01-7
勝負は一瞬であった。
男は次々と繰り出される攻撃を右へ左へと躱すと、距離を詰め、あっという間に魔物を組み伏せる。
「くはっ。」
背中をぶつけた衝撃で、魔物が嗚咽を漏らす。
――強い。
それがナナの率直な感想だった。魔物は大して技量を持ち合わせていなかったが、それを補う高い身体能力にはナナも手こずっていた。しかし、男はそれを凌駕していた。
「……その動き。君も人間じゃないね?」
「いや、私は人だよ。」
男は馬乗りになると、苦しがって暴れる魔物を片腕で押さえつけて懐からガラスの小瓶を取り出す。
「時間がない。私は神父ではないが、懺悔ぐらいは聞いてあげよう。何か伝えたいことはあるか?」
「んなもんねぇよ!」
「そうか。」
その言葉に、少し眉を動かしたように見えた男は、黙って頷くと瓶の中の液体を少年に垂らす。まるで何かが分解されていくように、魔物の体から蒸気が噴き出した。
「何だ……何をかけた!」
「聖水だよ。魔物には特によく効く、な。」
男の言葉を肯定するかのように、魔物の体が溶けていく。
「俺は……消えるのか?」
「そうだ。」
男は小さく、だが力強くうなずく。
「もう一度聞く。何か伝えたいことはあるか?」
「いやだ!俺は消えたくない!俺は、ただ、生きたかっただけ……な……」
魔物の体は最後の言葉を発することができずに、灰となった。
◇
事の一部始終を見ていたナナは我に返る。
彼がいったい何者なのか、なぜそれほどまでに強いのか、訪ねたい事は山ほどあるがまずは一つ。
「ねえ、さっきのアレは何?言い訳を聞かせてもらうわよ。」
あの強引な、TPO無視の、意味不明なキス。『後で聞く』といったからには、それなりの言い訳は用意してるのだろう。

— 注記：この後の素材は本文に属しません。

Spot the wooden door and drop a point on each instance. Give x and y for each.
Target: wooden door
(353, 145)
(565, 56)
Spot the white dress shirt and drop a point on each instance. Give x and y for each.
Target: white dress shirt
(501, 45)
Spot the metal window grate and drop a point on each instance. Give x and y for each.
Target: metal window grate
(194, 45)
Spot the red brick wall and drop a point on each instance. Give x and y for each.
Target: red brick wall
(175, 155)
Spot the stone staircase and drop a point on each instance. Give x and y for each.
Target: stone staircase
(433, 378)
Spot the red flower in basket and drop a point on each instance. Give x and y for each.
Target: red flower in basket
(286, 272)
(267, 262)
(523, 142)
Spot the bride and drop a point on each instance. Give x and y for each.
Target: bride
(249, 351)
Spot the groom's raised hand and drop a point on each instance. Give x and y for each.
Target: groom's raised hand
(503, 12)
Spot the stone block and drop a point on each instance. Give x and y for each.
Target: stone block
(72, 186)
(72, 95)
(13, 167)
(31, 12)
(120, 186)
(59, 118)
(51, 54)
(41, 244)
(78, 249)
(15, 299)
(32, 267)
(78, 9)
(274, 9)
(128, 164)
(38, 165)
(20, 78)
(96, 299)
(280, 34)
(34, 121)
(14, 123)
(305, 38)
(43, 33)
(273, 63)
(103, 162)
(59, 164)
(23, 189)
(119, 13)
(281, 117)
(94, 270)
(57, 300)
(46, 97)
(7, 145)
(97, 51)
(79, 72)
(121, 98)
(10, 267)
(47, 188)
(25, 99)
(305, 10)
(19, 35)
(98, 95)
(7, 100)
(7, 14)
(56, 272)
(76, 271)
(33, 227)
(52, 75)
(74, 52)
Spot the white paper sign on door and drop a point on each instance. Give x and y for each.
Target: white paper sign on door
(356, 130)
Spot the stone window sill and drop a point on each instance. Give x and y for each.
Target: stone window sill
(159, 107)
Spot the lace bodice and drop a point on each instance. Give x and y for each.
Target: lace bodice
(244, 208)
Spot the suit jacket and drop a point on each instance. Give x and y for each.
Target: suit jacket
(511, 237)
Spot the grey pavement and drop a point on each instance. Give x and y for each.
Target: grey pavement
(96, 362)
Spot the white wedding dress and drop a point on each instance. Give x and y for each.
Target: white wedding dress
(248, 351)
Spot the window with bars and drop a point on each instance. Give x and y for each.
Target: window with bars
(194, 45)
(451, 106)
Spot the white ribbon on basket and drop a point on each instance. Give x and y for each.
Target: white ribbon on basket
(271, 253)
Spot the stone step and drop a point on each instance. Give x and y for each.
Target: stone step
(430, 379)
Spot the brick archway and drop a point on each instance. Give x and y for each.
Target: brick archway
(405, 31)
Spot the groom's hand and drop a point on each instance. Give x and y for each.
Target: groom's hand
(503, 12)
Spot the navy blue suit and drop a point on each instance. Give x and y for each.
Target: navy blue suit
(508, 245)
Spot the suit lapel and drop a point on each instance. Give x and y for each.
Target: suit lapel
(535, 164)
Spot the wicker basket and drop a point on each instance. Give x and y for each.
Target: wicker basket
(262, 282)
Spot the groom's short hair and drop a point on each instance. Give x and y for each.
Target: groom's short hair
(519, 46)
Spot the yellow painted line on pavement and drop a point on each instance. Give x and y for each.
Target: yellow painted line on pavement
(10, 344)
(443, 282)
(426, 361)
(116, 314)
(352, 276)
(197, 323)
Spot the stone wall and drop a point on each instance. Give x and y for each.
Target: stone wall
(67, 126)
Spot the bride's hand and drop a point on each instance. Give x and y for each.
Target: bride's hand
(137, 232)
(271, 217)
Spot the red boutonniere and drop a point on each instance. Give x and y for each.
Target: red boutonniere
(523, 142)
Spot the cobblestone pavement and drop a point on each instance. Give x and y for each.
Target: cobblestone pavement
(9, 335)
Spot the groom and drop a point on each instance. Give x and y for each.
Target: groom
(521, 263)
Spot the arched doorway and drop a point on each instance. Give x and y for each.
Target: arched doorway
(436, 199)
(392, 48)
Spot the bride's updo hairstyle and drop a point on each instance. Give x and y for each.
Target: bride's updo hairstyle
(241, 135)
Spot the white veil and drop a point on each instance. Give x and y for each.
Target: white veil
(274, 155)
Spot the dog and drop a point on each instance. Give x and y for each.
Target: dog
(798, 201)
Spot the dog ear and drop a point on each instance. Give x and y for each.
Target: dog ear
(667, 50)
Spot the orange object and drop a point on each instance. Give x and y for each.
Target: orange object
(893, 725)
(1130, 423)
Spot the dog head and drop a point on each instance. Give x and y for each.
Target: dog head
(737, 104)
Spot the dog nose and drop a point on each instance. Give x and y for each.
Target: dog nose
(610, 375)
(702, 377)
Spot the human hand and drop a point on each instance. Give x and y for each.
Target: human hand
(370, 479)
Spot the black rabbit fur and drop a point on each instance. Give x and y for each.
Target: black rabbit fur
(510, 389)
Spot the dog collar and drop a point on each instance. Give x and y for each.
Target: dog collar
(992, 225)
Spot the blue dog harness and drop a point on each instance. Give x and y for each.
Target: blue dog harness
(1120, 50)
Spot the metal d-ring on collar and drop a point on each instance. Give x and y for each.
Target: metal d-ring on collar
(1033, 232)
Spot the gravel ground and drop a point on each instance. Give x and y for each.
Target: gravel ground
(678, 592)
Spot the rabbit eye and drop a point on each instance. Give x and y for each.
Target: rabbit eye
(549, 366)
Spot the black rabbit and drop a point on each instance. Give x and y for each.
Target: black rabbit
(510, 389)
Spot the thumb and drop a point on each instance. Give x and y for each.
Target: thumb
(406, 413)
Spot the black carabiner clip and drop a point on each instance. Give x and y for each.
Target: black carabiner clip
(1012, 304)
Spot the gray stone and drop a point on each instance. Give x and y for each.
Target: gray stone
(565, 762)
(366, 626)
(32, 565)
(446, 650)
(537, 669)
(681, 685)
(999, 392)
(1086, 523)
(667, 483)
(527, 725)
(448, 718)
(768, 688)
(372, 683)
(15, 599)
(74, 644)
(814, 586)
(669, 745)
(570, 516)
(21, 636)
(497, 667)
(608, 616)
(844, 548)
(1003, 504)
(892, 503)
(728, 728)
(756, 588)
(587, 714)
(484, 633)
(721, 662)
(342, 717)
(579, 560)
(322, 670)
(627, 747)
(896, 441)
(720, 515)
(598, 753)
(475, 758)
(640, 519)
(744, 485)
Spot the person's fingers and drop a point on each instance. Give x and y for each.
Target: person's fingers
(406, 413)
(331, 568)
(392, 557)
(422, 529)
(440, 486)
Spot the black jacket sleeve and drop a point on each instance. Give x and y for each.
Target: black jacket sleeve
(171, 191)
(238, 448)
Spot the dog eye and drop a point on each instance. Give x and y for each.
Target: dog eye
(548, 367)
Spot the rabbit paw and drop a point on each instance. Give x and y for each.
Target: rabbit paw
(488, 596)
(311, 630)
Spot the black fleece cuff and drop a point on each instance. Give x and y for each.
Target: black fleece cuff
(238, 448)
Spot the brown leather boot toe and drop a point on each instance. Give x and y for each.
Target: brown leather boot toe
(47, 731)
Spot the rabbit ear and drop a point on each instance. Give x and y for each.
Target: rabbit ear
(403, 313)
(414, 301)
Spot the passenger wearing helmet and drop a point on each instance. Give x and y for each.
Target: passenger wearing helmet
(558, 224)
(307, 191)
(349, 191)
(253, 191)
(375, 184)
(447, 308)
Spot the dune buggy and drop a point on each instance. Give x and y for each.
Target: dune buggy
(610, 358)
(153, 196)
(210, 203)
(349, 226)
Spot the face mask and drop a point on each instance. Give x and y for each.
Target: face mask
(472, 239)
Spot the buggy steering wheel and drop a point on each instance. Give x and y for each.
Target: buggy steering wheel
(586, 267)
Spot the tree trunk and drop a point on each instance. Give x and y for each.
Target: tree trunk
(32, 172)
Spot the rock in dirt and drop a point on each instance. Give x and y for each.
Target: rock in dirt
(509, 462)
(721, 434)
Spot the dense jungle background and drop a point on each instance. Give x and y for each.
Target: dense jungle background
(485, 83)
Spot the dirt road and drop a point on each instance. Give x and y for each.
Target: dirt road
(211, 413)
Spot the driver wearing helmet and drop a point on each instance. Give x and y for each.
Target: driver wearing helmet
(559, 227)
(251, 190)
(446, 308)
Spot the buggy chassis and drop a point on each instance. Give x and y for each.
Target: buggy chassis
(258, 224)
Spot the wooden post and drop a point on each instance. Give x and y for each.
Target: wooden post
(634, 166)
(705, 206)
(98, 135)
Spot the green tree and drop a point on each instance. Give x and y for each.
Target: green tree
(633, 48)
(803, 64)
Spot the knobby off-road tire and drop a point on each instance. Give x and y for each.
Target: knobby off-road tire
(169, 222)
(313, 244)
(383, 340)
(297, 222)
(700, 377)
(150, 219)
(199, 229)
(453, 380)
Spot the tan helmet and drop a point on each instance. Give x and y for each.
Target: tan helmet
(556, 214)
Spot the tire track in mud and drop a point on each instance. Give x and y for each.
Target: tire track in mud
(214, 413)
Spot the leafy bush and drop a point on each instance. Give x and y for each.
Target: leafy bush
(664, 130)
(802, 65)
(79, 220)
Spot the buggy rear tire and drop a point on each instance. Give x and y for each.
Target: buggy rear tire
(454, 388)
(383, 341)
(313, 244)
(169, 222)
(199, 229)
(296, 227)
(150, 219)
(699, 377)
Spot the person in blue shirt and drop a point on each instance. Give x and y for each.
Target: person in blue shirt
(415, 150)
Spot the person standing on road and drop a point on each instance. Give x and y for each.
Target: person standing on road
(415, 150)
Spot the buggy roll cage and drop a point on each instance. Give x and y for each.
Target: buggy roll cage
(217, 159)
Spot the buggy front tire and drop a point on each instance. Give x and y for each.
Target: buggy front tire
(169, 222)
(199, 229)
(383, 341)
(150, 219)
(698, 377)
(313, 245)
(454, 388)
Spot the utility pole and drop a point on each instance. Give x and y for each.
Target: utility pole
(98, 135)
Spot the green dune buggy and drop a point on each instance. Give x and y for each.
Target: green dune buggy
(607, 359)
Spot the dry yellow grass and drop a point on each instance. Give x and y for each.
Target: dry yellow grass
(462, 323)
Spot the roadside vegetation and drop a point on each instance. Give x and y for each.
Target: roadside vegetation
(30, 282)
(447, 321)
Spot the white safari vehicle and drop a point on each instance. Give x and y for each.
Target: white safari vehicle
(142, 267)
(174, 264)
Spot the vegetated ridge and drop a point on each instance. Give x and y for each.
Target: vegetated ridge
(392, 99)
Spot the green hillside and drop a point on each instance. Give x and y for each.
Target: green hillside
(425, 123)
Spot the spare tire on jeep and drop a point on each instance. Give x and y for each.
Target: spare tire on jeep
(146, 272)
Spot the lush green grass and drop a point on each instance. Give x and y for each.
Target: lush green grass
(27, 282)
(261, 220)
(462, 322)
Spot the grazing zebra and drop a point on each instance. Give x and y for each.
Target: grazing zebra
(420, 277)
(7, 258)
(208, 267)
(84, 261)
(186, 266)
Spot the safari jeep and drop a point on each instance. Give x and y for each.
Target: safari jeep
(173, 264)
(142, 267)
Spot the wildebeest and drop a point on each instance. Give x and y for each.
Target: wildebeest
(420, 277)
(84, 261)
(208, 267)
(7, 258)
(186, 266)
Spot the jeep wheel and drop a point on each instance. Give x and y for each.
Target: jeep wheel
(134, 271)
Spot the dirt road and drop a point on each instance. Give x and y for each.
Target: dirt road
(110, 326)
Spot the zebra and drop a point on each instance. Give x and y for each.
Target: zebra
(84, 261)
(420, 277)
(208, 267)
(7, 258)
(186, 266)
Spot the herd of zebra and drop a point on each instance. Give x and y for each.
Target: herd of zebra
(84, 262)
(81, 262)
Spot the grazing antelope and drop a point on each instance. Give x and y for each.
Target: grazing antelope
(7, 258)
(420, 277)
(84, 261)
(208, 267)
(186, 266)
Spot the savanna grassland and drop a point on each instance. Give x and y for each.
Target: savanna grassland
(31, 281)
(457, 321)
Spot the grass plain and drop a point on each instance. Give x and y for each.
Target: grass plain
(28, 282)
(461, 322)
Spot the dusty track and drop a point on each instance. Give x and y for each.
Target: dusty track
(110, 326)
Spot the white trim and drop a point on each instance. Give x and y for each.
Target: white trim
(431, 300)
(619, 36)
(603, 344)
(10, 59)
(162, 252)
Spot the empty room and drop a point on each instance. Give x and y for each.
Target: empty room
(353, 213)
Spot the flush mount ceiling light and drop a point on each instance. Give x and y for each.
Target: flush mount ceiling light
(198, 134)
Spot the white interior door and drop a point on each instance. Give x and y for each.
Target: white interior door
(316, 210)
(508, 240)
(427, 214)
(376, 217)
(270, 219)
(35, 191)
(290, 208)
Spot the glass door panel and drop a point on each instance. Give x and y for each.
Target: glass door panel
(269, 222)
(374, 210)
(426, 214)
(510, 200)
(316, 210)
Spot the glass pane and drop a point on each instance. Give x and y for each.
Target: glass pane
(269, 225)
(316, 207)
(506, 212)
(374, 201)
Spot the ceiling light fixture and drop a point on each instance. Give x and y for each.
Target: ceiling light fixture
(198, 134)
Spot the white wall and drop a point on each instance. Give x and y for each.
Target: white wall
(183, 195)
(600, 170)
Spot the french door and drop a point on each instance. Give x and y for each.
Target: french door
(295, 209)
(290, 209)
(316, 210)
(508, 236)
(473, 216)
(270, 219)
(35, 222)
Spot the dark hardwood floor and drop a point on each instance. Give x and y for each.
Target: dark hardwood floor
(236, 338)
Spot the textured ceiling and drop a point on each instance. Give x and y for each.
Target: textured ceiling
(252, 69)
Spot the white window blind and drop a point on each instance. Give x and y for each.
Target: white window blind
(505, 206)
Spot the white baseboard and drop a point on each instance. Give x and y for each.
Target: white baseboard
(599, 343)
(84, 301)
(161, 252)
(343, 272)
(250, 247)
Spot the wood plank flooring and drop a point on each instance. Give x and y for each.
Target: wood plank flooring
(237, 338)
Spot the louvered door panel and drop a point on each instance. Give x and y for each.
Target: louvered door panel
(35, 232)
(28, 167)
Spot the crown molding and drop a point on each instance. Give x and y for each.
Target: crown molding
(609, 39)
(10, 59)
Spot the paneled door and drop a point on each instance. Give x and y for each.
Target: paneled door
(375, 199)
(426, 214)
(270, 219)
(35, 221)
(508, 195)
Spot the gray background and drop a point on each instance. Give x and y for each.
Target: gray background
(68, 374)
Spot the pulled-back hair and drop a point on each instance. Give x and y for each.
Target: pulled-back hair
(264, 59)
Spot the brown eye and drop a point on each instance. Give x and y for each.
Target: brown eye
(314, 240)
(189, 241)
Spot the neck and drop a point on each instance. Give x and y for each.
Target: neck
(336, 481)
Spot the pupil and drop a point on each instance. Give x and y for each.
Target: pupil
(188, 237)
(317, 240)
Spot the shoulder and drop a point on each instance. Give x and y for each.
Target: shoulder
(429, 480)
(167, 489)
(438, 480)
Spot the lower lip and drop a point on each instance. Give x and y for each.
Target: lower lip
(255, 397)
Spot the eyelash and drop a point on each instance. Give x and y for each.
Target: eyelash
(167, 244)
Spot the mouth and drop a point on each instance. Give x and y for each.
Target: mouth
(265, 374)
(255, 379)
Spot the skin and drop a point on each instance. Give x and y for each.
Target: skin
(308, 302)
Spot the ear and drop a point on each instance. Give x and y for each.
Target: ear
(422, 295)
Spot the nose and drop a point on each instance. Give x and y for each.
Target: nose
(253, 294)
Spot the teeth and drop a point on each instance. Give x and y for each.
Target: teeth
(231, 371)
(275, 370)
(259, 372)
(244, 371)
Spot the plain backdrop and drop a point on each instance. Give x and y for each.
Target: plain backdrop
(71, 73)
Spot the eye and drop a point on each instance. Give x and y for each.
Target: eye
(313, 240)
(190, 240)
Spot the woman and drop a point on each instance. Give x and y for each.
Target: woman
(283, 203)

(一つでもおかしなことを言ったら容赦なくぶん殴るんだから。)
だが、男は無反応であった。ナナの呼びかけに一向に答えようとしない。
(もしかしてコイツ、しらばっくれる気?逃がさないわよ!)
ナナは肩を怒らせて、ズカズカと男に近寄る。それでも男に動く気配はない。
「ねぇ、聞いてるの!?」
ナナが男の肩を叩くと、奴は返答することなくそのまま後ろに倒れた。気絶、である。
「ちょっと!文句はあとで聞くって言ったじゃない!これどうするのよ!」
変なことを言ったと思ったら、勝手に命令して、勝手にキスして、勝手に戦って、勝手に気絶して。
怒りと戸惑いをどこにもぶつけられず、ナナは声を上げて天を仰いだ。